A Phase I Trial of TB-403 in Relapsed Medulloblastoma, Neuroblastoma, Ewing Sarcoma, and Alveolar Rhabdomyosarcoma

Abstract

Purpose: Placental growth factor (PlGF) and its receptor neuropilin 1 are elevated in malignant embryonal tumors and mediate tumor progression by promoting cell proliferation, survival, and metastasis. TB-403 is a blocking monoclonal antibody against PlGF that inhibits tumor growth and increases survival in orthotopic medulloblastoma models.

Patients and methods: We conducted a phase I, open-label, multicenter, dose-escalation study of TB-403 in pediatric subjects with relapsed or refractory cancers. The study involved four dose levels (20 mg/kg, 50 mg/kg, 100 mg/kg, 175 mg/kg) using a 3 + 3 dose-escalation scheme. Subjects received two doses of TB-403 (days 1 and 15) per cycle. After cycle 1, temozolomide or etoposide could be added. The primary objective was to determine the maximum tolerated dose (MTD) of TB-403 monotherapy during a dose-limiting toxicity assessment period. The secondary and exploratory objectives included efficacy, drug pharmacokinetics, and detection of pharmacodynamic biomarkers.

Results: Fifteen subjects were treated in four dose levels. All subjects received two doses of TB-403 in cycle 1. Five serious treatment-emergent adverse events were reported in 3 subjects, but MTD was not reached. While no complete nor partial responses were observed, 7 of 11 relapsed subjects with medulloblastoma experienced stable disease, which persisted for more than 100 days in 4 of 7 subjects.

Conclusions: TB-403 was safe and well tolerated at all dose levels. No MTD was reached. The results look encouraging and therefore warrant further evaluation of efficacy in pediatric subjects with medulloblastoma.

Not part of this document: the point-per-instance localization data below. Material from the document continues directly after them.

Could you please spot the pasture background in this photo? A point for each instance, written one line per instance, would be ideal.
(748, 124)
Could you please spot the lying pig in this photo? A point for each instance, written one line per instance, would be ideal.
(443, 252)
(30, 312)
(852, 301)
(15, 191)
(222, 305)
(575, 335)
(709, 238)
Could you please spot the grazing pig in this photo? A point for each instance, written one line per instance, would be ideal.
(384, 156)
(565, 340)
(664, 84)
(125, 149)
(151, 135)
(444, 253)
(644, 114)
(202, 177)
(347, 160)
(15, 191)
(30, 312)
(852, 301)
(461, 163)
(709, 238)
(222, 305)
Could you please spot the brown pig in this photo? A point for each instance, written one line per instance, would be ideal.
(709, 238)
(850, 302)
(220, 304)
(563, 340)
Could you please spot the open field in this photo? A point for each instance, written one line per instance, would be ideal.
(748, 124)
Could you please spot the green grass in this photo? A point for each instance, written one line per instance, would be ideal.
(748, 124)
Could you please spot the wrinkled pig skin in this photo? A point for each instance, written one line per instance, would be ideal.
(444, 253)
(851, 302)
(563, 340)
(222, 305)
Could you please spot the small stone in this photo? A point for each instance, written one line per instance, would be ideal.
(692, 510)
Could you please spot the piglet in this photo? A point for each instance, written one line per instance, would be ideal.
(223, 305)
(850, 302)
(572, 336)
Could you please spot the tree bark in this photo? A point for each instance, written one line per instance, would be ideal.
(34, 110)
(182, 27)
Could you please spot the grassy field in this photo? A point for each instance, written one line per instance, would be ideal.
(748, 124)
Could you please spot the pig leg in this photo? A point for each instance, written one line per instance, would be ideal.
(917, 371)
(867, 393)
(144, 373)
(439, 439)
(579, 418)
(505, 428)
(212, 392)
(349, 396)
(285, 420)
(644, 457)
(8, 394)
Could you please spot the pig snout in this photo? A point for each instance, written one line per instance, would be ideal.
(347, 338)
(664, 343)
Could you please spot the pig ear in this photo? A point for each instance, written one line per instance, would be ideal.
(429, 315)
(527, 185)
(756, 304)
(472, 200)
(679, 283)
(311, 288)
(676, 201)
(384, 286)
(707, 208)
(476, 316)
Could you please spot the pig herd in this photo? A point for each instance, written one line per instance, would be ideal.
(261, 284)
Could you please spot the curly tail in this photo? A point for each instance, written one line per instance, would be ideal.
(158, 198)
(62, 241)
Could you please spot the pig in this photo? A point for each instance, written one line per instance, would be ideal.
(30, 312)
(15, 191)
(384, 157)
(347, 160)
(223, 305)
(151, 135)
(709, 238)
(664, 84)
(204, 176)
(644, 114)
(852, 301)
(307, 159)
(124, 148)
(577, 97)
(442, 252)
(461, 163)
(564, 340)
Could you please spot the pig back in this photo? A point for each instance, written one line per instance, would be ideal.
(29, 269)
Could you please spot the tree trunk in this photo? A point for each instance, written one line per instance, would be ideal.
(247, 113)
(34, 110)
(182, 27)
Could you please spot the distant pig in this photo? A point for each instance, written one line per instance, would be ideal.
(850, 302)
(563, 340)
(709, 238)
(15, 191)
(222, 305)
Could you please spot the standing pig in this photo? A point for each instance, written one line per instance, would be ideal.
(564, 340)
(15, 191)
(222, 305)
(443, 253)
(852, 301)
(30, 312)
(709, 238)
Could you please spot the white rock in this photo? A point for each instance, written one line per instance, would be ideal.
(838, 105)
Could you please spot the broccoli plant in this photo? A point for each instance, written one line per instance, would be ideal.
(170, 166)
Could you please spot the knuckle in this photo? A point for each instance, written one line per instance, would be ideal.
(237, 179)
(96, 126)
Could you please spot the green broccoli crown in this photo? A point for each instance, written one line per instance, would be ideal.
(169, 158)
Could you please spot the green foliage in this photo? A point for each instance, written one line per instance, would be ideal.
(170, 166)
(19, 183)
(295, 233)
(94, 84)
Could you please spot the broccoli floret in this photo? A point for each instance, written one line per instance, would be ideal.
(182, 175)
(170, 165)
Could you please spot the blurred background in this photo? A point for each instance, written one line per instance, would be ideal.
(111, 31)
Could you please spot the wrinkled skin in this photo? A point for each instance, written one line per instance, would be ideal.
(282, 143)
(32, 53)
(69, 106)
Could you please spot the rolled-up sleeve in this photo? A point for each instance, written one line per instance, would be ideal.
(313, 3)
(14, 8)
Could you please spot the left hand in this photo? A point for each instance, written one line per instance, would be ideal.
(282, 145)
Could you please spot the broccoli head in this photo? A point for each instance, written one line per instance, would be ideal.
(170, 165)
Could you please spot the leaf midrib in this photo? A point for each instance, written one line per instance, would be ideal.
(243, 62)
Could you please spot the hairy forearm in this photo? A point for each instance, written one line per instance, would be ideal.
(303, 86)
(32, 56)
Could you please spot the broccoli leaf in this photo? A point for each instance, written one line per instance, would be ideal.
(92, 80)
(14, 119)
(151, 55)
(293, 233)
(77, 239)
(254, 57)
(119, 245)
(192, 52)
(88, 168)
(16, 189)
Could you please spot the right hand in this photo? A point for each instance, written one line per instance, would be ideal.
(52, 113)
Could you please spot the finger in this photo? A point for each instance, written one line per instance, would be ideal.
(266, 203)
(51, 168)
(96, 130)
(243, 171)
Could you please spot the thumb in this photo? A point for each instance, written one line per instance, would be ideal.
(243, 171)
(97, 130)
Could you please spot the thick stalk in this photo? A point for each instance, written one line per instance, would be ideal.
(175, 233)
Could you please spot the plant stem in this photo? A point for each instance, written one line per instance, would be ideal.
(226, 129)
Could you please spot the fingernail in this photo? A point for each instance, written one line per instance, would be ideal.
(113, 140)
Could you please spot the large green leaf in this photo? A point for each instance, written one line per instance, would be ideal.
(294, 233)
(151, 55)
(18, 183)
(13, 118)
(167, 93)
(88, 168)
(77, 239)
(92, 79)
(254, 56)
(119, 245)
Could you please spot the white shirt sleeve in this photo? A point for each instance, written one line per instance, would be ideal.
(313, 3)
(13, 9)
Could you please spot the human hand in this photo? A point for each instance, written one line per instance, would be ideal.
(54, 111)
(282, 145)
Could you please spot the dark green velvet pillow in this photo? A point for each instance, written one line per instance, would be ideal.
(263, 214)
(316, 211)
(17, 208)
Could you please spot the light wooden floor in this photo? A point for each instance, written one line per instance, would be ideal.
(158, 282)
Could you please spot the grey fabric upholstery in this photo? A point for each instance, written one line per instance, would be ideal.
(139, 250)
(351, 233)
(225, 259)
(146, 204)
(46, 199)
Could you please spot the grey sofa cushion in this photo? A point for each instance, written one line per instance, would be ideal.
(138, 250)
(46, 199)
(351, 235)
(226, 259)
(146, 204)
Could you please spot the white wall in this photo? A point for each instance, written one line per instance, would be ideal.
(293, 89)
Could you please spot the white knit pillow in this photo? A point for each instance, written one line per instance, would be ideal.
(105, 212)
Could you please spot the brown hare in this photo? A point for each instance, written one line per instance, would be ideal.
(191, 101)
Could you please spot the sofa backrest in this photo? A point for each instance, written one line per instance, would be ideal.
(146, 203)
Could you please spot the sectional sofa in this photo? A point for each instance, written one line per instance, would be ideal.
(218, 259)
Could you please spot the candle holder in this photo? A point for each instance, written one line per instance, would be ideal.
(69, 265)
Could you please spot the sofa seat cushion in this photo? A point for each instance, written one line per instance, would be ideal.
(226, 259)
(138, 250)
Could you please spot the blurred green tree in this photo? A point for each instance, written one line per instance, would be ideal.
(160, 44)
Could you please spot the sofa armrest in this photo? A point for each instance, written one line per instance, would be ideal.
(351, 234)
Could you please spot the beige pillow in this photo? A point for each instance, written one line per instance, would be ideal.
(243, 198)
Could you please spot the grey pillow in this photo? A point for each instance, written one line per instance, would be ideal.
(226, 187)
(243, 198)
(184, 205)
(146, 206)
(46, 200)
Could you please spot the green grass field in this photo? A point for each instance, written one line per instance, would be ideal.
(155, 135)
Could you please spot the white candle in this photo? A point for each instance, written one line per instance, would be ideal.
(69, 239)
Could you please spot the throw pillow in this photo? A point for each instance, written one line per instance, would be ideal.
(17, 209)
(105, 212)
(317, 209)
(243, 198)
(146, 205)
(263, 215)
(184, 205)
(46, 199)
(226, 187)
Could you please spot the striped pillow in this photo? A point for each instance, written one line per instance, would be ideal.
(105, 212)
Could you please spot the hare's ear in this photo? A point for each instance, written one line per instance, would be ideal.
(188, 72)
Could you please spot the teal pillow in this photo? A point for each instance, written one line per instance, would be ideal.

Conflict of interest statement

Conflict of Interest Statement

GSS serves on the scientific advisory boards for Y-mAbs Therapeutics, Illumina, and California Cryobank. JK serves on the scientific advisory board for Y-mAbs Therapeutics. RKJ serves as a consultant for Elpis, Innocoll, SPARC, SynDevRx and Twenty-eight-Sevan, owns equity in Accurius, Enlight and SynDevRx and serves on the Boards of Trustees of Tekla Healthcare Investors, Tekla Life Sciences Investors, Tekla Healthcare Opportunities Fund and Tekla World Healthcare Fund and received a grant from Boehringer-Ingelheim. DGD received consultant fees from Innocoll and has research grants from Bayer, Exelixis, BMS and Surface Oncology. ADD and LG are employees of Oncurious NV. The remaining authors have no further disclosures.

©2022 American Association for Cancer Research.

Figures

FIGURE 1.. Design of phase I study of TB-403 in pediatric cancers.

(A) Study Design Diagram. (B) Dose-Escalation Schema 3+3 design for determination of DLT driven up to MTD or SMD (175 mg/kg). All indications: MB, NB, ES, ARMS (Cohorts 1–3); MB only (Cohort 4).

FIGURE 2.

Response over time, as assessed by Central Review, by subject.

FIGURE 3.. Pharmacokinetic/pharmacodynamics analyses of TB-403.

(A) Area under the Curve (AUC) of subjects at each dose level. (B) Minimum, Median and Mean dose concentrations at each dose level. (C) Plasma free PIGF levels detected over time.